We had reservations for 12:30 and when we arrived, the place was entirely packed. The restaurant has a very open feel, with high black ceilings and amoeba-like light fixtures floating from it. Lots of light from its large windows, granite, curves, pristine dark stone tables, and sparkling dinnerware.

Three of us got the same thing: the Miku Zen ($20), which is a selection of 4 items from the kitchen, 4 items from the sushi bar, and miso soup. The food was impeccably presented, and oh so beautiful to look at, from the shapely lacquer miso bowl, to the wooden box that cradled the 4 kitchen dishes, to the white, leaf-shaped plate that held the sushi pieces. It was a little hard to dig in because it was so gorgeous.

The kitchen items consisted of: soba noodles in a sauce, Chicken Nanban, Aburi Tuna, and a wakame and green salad.
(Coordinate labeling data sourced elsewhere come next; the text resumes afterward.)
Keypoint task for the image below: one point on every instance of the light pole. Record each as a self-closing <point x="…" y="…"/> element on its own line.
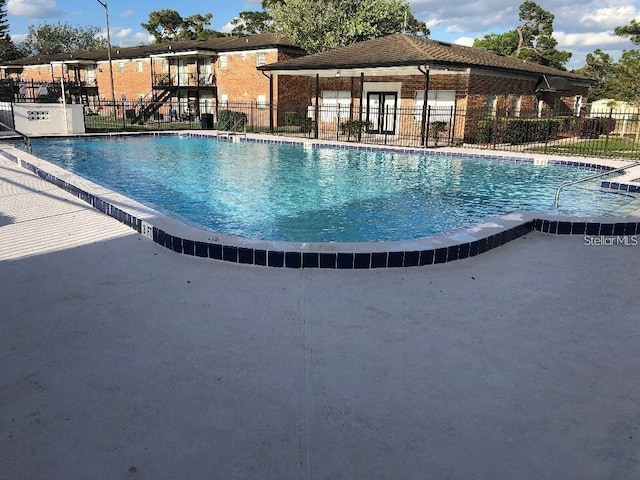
<point x="106" y="15"/>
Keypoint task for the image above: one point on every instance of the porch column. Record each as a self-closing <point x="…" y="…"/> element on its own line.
<point x="317" y="107"/>
<point x="423" y="122"/>
<point x="270" y="103"/>
<point x="361" y="105"/>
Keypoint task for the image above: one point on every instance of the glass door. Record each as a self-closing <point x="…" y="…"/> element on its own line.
<point x="381" y="112"/>
<point x="183" y="74"/>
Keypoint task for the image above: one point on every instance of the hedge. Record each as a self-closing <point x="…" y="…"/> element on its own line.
<point x="228" y="119"/>
<point x="516" y="130"/>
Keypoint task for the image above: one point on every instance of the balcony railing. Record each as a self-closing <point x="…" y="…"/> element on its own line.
<point x="161" y="80"/>
<point x="604" y="134"/>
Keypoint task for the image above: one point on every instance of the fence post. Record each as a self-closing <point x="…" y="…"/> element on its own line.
<point x="428" y="124"/>
<point x="251" y="114"/>
<point x="546" y="135"/>
<point x="606" y="140"/>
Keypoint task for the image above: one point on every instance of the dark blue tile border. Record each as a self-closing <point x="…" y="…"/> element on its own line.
<point x="342" y="260"/>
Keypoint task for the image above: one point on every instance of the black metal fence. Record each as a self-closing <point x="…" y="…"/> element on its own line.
<point x="594" y="133"/>
<point x="606" y="132"/>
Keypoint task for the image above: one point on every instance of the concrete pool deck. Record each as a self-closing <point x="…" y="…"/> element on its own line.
<point x="122" y="359"/>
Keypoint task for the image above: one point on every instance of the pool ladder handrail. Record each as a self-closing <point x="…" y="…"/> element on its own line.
<point x="586" y="179"/>
<point x="25" y="138"/>
<point x="232" y="130"/>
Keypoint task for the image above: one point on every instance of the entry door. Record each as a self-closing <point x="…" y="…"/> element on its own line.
<point x="183" y="74"/>
<point x="381" y="112"/>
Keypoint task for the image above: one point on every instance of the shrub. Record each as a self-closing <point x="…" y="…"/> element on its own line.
<point x="594" y="127"/>
<point x="437" y="127"/>
<point x="228" y="119"/>
<point x="355" y="127"/>
<point x="292" y="119"/>
<point x="515" y="130"/>
<point x="306" y="125"/>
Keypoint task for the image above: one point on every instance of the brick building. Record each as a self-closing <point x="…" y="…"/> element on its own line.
<point x="192" y="74"/>
<point x="380" y="80"/>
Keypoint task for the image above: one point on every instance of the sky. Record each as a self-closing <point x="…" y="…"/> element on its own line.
<point x="580" y="26"/>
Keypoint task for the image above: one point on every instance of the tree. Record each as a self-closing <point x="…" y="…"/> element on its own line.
<point x="502" y="43"/>
<point x="48" y="39"/>
<point x="324" y="24"/>
<point x="251" y="23"/>
<point x="532" y="40"/>
<point x="632" y="31"/>
<point x="8" y="50"/>
<point x="627" y="78"/>
<point x="601" y="68"/>
<point x="169" y="26"/>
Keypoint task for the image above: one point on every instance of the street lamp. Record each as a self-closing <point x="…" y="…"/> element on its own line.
<point x="106" y="15"/>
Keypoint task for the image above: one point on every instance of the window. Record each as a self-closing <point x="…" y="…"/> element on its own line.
<point x="577" y="105"/>
<point x="514" y="105"/>
<point x="442" y="103"/>
<point x="492" y="105"/>
<point x="334" y="103"/>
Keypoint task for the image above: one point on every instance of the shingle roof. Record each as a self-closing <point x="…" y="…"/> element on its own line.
<point x="260" y="41"/>
<point x="405" y="50"/>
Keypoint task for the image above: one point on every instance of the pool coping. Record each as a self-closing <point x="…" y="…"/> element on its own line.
<point x="467" y="242"/>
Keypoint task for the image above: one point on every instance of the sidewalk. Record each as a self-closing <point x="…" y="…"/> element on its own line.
<point x="122" y="359"/>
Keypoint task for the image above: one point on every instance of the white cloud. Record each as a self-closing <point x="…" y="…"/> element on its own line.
<point x="18" y="38"/>
<point x="610" y="17"/>
<point x="227" y="27"/>
<point x="33" y="8"/>
<point x="591" y="39"/>
<point x="466" y="41"/>
<point x="125" y="37"/>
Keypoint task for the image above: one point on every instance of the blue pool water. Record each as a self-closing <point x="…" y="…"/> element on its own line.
<point x="293" y="193"/>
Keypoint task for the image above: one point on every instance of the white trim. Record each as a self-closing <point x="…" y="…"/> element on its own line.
<point x="190" y="53"/>
<point x="245" y="52"/>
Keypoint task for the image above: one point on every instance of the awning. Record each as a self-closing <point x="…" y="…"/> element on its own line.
<point x="548" y="83"/>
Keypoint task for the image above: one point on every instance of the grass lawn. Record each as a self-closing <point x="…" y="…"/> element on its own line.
<point x="600" y="147"/>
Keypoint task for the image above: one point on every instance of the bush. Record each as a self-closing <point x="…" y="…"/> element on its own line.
<point x="594" y="127"/>
<point x="228" y="120"/>
<point x="306" y="125"/>
<point x="292" y="119"/>
<point x="516" y="130"/>
<point x="437" y="127"/>
<point x="355" y="127"/>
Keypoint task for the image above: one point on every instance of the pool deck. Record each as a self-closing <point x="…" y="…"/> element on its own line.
<point x="123" y="359"/>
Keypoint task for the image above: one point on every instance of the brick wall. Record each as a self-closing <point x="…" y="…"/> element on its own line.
<point x="128" y="81"/>
<point x="241" y="81"/>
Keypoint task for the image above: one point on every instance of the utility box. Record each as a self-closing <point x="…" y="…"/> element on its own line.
<point x="38" y="119"/>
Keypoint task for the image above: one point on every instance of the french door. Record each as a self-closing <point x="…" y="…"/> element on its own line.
<point x="381" y="112"/>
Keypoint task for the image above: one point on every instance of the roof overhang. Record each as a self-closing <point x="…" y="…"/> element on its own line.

I didn't care for the noodles, as they sat in a strange and bland cornstarch thickened sauce, and while the salad was okay, with nice textures of seaweed and fresh greens, the dressing severely lacked any acid. It was crying for lemon, or ponzu, or vinegar....

However, the Chicken Nanban, a kind of high-end chicken nugget topped with a tartar sauce, was amazing. The cubed chicken breast morsels were moist, tender and very well seasoned. The other highlight was the wonderful aburi tuna. The tuna was slightly warm, with a distinct lightly grilled taste. This was so good.
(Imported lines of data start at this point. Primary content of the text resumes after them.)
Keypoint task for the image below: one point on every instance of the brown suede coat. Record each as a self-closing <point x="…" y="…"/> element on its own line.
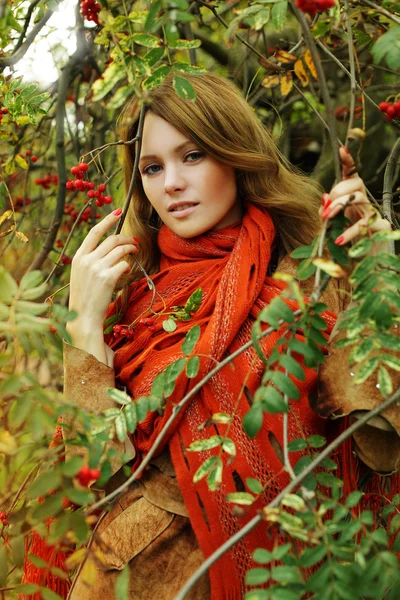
<point x="148" y="527"/>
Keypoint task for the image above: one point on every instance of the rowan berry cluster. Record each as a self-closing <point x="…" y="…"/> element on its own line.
<point x="123" y="331"/>
<point x="86" y="475"/>
<point x="47" y="181"/>
<point x="311" y="7"/>
<point x="79" y="185"/>
<point x="391" y="109"/>
<point x="90" y="10"/>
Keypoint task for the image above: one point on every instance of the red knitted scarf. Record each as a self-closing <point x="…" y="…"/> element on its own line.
<point x="230" y="266"/>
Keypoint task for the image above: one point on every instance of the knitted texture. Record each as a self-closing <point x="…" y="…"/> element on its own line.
<point x="230" y="266"/>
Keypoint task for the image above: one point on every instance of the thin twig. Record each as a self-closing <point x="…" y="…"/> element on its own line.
<point x="212" y="559"/>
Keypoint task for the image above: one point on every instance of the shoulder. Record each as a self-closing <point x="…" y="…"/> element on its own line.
<point x="337" y="292"/>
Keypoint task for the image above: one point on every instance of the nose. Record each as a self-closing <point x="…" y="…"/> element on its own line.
<point x="173" y="179"/>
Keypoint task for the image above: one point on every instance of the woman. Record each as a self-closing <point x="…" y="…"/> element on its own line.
<point x="215" y="206"/>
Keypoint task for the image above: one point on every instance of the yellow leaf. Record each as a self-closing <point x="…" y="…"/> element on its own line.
<point x="21" y="236"/>
<point x="21" y="162"/>
<point x="310" y="64"/>
<point x="283" y="56"/>
<point x="7" y="231"/>
<point x="301" y="72"/>
<point x="5" y="216"/>
<point x="89" y="572"/>
<point x="76" y="558"/>
<point x="328" y="266"/>
<point x="286" y="83"/>
<point x="270" y="81"/>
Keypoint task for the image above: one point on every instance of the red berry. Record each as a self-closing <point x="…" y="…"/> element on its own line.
<point x="391" y="110"/>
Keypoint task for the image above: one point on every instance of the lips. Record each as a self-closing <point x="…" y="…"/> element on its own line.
<point x="180" y="206"/>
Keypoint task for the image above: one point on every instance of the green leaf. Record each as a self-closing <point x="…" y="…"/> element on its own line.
<point x="157" y="77"/>
<point x="257" y="576"/>
<point x="316" y="441"/>
<point x="229" y="447"/>
<point x="172" y="372"/>
<point x="119" y="396"/>
<point x="192" y="366"/>
<point x="285" y="384"/>
<point x="205" y="444"/>
<point x="385" y="381"/>
<point x="286" y="574"/>
<point x="312" y="556"/>
<point x="80" y="497"/>
<point x="169" y="325"/>
<point x="253" y="420"/>
<point x="205" y="468"/>
<point x="191" y="340"/>
<point x="130" y="417"/>
<point x="122" y="584"/>
<point x="292" y="366"/>
<point x="366" y="370"/>
<point x="254" y="485"/>
<point x="242" y="498"/>
<point x="184" y="88"/>
<point x="360" y="248"/>
<point x="45" y="483"/>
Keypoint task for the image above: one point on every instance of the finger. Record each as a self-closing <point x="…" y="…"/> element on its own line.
<point x="348" y="186"/>
<point x="349" y="169"/>
<point x="342" y="202"/>
<point x="96" y="233"/>
<point x="115" y="255"/>
<point x="113" y="241"/>
<point x="352" y="232"/>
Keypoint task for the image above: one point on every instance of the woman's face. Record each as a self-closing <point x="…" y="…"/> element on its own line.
<point x="191" y="191"/>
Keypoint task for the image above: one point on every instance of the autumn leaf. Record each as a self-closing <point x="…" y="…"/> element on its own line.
<point x="301" y="72"/>
<point x="270" y="81"/>
<point x="286" y="84"/>
<point x="310" y="64"/>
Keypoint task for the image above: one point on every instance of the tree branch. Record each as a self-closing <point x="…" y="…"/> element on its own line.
<point x="291" y="486"/>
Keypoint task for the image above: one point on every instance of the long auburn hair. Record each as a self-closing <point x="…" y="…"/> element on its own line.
<point x="223" y="125"/>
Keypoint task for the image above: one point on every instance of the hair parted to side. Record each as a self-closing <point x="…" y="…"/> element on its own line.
<point x="223" y="125"/>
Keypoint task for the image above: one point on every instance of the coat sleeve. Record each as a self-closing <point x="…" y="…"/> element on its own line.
<point x="85" y="384"/>
<point x="378" y="443"/>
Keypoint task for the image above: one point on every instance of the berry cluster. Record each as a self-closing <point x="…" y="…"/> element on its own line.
<point x="86" y="475"/>
<point x="45" y="182"/>
<point x="391" y="109"/>
<point x="90" y="10"/>
<point x="123" y="331"/>
<point x="20" y="202"/>
<point x="311" y="7"/>
<point x="79" y="185"/>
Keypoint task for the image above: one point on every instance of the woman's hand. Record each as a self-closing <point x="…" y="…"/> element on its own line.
<point x="96" y="268"/>
<point x="350" y="195"/>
The sushi selection was equally impressive. This consisted of ebi, tuna, and two pieces of Aburi Salmon Oshi. What's great about each of the sushi pieces is that they came topped with its own sauce, so you don't have to fiddle with any soy sauce. This allows the fish to stand out, I think, instead of possibly being overpowered by soy. The ebi and tuna were both quite good, but the stand out was definitely the aburi salmon. Each piece was topped with a creamy sauce and a slice of jalapeno, and was still warm from the searing. This was delicious. The slight charring brought out the flavour of the fish, while the sauce complemented the salmon's fattiness, and the jalapeno slice cut through the fat and gave the bite a nice warm kick.
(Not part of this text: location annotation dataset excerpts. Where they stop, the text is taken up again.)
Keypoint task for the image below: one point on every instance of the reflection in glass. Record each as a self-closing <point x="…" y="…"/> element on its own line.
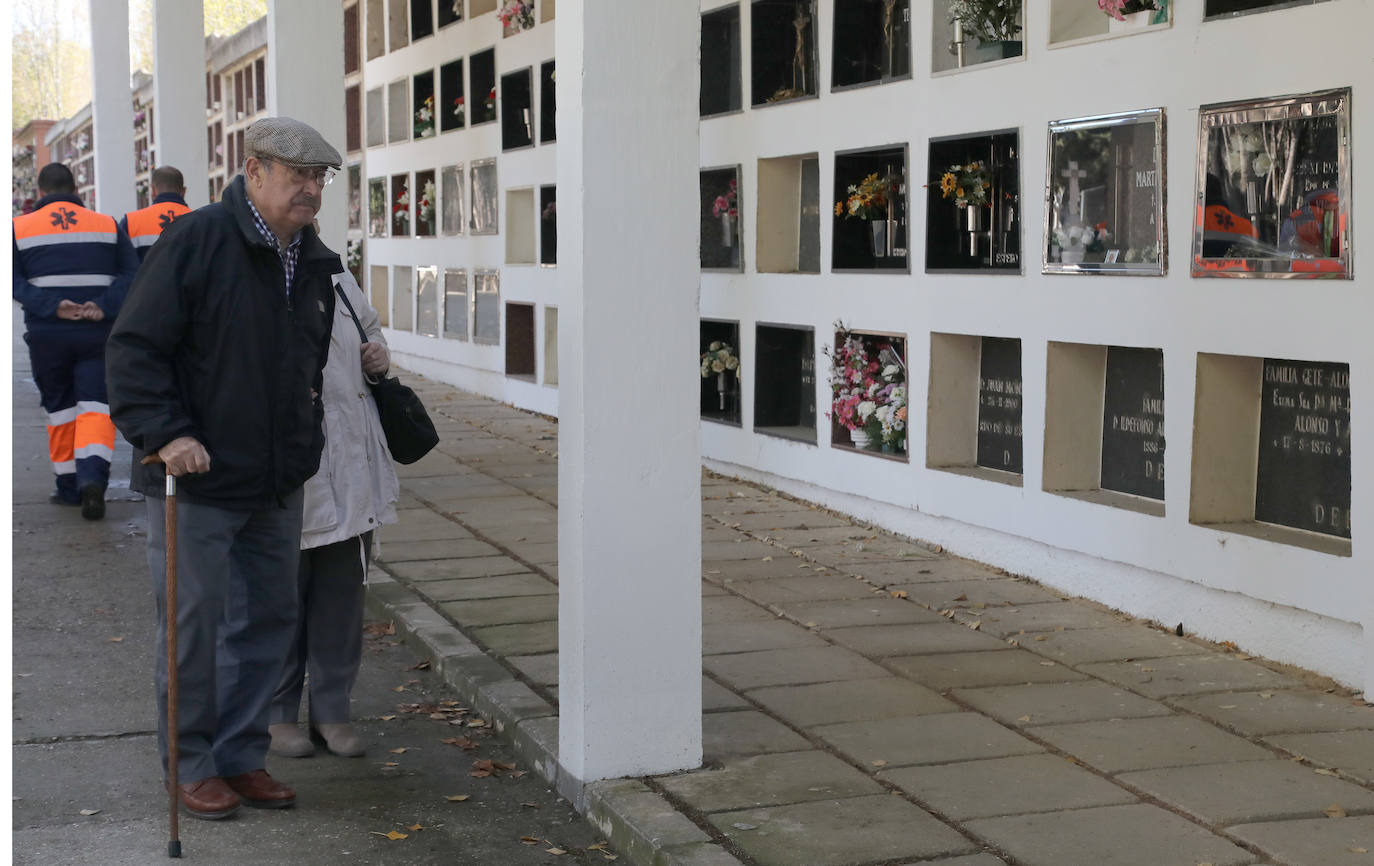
<point x="426" y="301"/>
<point x="455" y="304"/>
<point x="1274" y="187"/>
<point x="484" y="197"/>
<point x="1106" y="194"/>
<point x="451" y="200"/>
<point x="487" y="307"/>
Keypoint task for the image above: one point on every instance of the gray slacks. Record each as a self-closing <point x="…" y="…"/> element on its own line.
<point x="235" y="617"/>
<point x="329" y="633"/>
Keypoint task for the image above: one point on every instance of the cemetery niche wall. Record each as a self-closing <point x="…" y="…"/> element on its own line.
<point x="1105" y="195"/>
<point x="783" y="48"/>
<point x="1274" y="187"/>
<point x="870" y="212"/>
<point x="720" y="371"/>
<point x="973" y="204"/>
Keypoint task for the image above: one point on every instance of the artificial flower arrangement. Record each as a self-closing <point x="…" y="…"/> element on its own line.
<point x="517" y="15"/>
<point x="869" y="389"/>
<point x="989" y="21"/>
<point x="426" y="205"/>
<point x="425" y="118"/>
<point x="401" y="212"/>
<point x="1120" y="8"/>
<point x="870" y="197"/>
<point x="724" y="202"/>
<point x="719" y="358"/>
<point x="967" y="184"/>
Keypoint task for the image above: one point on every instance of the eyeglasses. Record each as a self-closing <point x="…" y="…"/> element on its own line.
<point x="320" y="175"/>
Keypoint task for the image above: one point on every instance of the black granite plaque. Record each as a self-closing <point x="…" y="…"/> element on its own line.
<point x="1304" y="462"/>
<point x="999" y="404"/>
<point x="1132" y="422"/>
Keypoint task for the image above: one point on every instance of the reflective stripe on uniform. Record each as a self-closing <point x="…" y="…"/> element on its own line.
<point x="69" y="237"/>
<point x="62" y="281"/>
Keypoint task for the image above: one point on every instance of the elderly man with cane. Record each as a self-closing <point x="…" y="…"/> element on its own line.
<point x="215" y="367"/>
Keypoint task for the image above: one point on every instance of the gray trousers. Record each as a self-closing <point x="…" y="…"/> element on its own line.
<point x="235" y="617"/>
<point x="329" y="633"/>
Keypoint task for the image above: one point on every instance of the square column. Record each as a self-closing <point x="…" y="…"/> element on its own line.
<point x="111" y="107"/>
<point x="179" y="94"/>
<point x="629" y="444"/>
<point x="305" y="81"/>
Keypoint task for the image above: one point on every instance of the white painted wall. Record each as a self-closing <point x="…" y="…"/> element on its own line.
<point x="1270" y="598"/>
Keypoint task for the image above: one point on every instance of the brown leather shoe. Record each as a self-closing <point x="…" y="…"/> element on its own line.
<point x="209" y="799"/>
<point x="261" y="791"/>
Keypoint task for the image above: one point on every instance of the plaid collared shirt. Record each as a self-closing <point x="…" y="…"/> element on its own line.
<point x="289" y="256"/>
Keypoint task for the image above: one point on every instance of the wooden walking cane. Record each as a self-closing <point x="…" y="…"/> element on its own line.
<point x="171" y="606"/>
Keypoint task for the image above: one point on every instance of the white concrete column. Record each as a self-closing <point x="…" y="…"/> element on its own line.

The miso soup had chunks of tofu and wavy pieces of seaweed, but it was pretty standard.

One of my co-workers ordered the sushi tart, which consisted of layers of rice (not described on the menu), salmon, avocado, ebi and tobiko. She seemed to enjoy this.

I definitely recommend Miku, for those looking for beautifully presented and tasty Japanese food. I was very impressed by their unique dishes, and would love to taste more aburi-style sushi. Delicious to look at as it is to eat!